How important is the India market for EMC in terms of business?
India is a strategic market for EMC. Since opening its India operations, the India region has evolved to be a critical contributor to EMC’s long-term strategy by driving global innovation and revenue growth for the APJ region.
EMC’s operations in India are also multi-dimensional— which is common to very few markets around the world. This is resonated by our continuous investments in the region. India also acts as a support centre for our business around the world. EMC’s India Centre of Excellence in Bangalore plays a key role in EMC’s Global Innovation Network that promotes exploration, discovery, and application of new technologies that will shape the information infrastructure of the future. Employees from India’s R&D operations have filed numerous patents in the domain of information infrastructure. Like any other region, there might be some ups and downs but the focus on India will remain steady. In the long term, India will be a great place for us to be in – for intellectual capital as well as for business growth.
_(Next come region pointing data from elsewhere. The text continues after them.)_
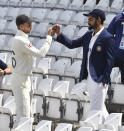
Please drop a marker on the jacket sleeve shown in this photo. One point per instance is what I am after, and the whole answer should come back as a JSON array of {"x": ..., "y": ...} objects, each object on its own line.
[
  {"x": 29, "y": 49},
  {"x": 110, "y": 55},
  {"x": 70, "y": 43},
  {"x": 112, "y": 26}
]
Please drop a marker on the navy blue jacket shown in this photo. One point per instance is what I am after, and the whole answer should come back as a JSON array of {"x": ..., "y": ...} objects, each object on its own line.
[
  {"x": 100, "y": 61},
  {"x": 116, "y": 29}
]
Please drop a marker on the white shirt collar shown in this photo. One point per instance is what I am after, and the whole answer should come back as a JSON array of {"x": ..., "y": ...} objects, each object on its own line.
[{"x": 21, "y": 33}]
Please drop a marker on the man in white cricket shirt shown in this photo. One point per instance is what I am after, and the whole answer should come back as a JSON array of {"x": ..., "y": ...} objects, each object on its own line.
[{"x": 22, "y": 64}]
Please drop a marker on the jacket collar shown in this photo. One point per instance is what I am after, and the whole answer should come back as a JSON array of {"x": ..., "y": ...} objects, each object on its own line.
[{"x": 21, "y": 33}]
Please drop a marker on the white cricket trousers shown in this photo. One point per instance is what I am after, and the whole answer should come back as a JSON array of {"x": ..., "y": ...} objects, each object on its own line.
[
  {"x": 21, "y": 87},
  {"x": 97, "y": 93}
]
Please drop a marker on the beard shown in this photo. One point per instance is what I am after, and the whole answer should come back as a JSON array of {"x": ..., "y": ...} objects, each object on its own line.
[{"x": 94, "y": 26}]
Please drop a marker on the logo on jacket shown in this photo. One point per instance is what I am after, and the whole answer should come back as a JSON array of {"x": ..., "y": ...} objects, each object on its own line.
[
  {"x": 29, "y": 45},
  {"x": 99, "y": 48}
]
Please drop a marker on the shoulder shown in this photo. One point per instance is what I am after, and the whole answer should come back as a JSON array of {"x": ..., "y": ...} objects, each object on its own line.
[{"x": 106, "y": 34}]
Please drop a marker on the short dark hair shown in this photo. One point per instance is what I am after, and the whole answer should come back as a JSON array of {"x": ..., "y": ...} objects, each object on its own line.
[{"x": 21, "y": 19}]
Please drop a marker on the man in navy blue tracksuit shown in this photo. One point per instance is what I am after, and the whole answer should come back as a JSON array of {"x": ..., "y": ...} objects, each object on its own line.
[
  {"x": 116, "y": 29},
  {"x": 98, "y": 58}
]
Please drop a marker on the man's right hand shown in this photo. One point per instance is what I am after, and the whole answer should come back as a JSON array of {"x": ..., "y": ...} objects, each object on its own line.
[
  {"x": 51, "y": 32},
  {"x": 56, "y": 28}
]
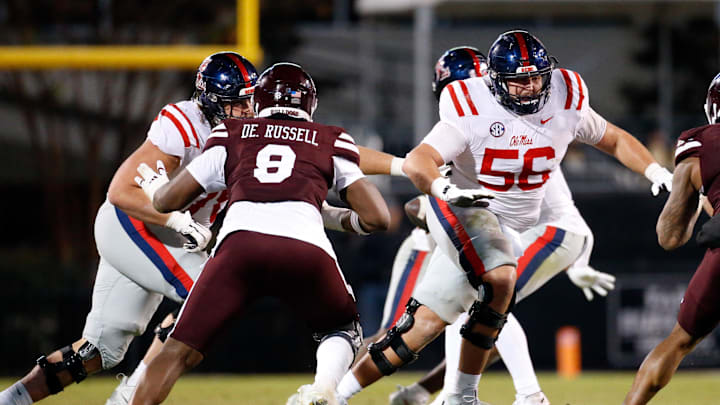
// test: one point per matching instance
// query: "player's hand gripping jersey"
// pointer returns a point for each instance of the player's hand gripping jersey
(280, 173)
(510, 154)
(181, 130)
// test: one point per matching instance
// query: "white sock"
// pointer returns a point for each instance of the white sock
(334, 357)
(16, 394)
(134, 378)
(512, 346)
(464, 382)
(348, 386)
(453, 341)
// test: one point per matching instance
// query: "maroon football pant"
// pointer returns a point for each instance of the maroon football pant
(249, 265)
(700, 308)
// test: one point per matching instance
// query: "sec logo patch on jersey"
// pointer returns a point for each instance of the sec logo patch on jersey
(497, 129)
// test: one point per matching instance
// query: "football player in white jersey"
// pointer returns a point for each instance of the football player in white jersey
(561, 237)
(506, 137)
(145, 255)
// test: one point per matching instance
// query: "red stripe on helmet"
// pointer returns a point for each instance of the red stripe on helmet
(476, 61)
(568, 84)
(456, 102)
(582, 96)
(473, 110)
(241, 66)
(523, 49)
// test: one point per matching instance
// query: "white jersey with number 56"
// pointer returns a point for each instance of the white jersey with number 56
(512, 155)
(181, 130)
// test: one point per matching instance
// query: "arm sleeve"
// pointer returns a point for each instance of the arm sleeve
(344, 147)
(591, 127)
(346, 172)
(165, 133)
(584, 258)
(209, 169)
(688, 145)
(447, 140)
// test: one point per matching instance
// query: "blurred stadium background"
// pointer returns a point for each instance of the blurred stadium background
(71, 114)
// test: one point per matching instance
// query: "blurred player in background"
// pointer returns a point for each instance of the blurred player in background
(697, 170)
(509, 136)
(146, 255)
(277, 169)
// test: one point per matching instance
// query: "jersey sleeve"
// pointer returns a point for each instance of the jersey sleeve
(346, 172)
(575, 97)
(208, 169)
(688, 145)
(218, 137)
(172, 131)
(591, 127)
(344, 147)
(447, 140)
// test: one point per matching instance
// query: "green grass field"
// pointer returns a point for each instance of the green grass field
(687, 388)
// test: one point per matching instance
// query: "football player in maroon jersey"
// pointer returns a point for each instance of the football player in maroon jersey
(696, 171)
(277, 169)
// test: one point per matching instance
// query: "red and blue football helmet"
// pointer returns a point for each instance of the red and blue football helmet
(457, 63)
(517, 54)
(223, 78)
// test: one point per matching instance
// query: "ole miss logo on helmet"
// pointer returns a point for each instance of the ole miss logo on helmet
(497, 129)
Purely-product oriented companies are becoming service-oriented. How does EMC see this?
Yes, I agree with you that purely product-oriented companies are becoming service-oriented. At the end of the day, we are a product technology company and we would not define ourselves differently. Our goal is to be the best possible product company which is also able to help with the services piece, but we do not want to pretend that we are not product company.
In order to have the right focus on engineering, right focus on innovation, you have to believe that your job is to produce the best possible product. Now, we would believe that delivery of that product to customers, or consumption of that product may change, which is back to the discussion we started a moment ago around cloud computing. It is not a technology so much but the way it is consumed. It is continuously evolving and we will respond by changing our business model. But it does not alter the fact that at our heart we are an engineering product company.
Talk to us about some other key technology trends and how EMC is aligned with them to address the requirements of the industry?
EMC is aligned with three pillars—cloud computing, big data and trust. We are focused around key areas which are critical to the growth of enterprise businesses with cloud computing and big data clearly being the two key focus areas for us. Moving forward, most organisations will use a combination of internal and external IT services to get the job done and cloud will offer them the flexibility to use resources.
Now comes trust and implementation. Of the first two is not possible without trust. There is no way that you and I can have a relationship where we share information without trust. Consider the whole debate of citizen records, data privacy and the importance of these discussions at an individual level. It means that much more for enterprises.
Big data is becoming a popular term, but what is the importance and value of big data?
I think this is a huge topic and I want to start by saying the same thing about big data that I said about cloud computing, which is—its real. Sometimes people misinterpret that because the term sort of becomes popular in the media that somehow it may not be real or it may just be a fad, so to speak.
The discussion on big data has moved on from preliminary stages with CIOs and IT managers today and the tempo is picking up real fast as CIOs are turning to mine huge data sets for insights adding business value. There is a lot of exponentially raw information available to gather and harvest. In Fact, EMC today has 50-plus big data customers in India.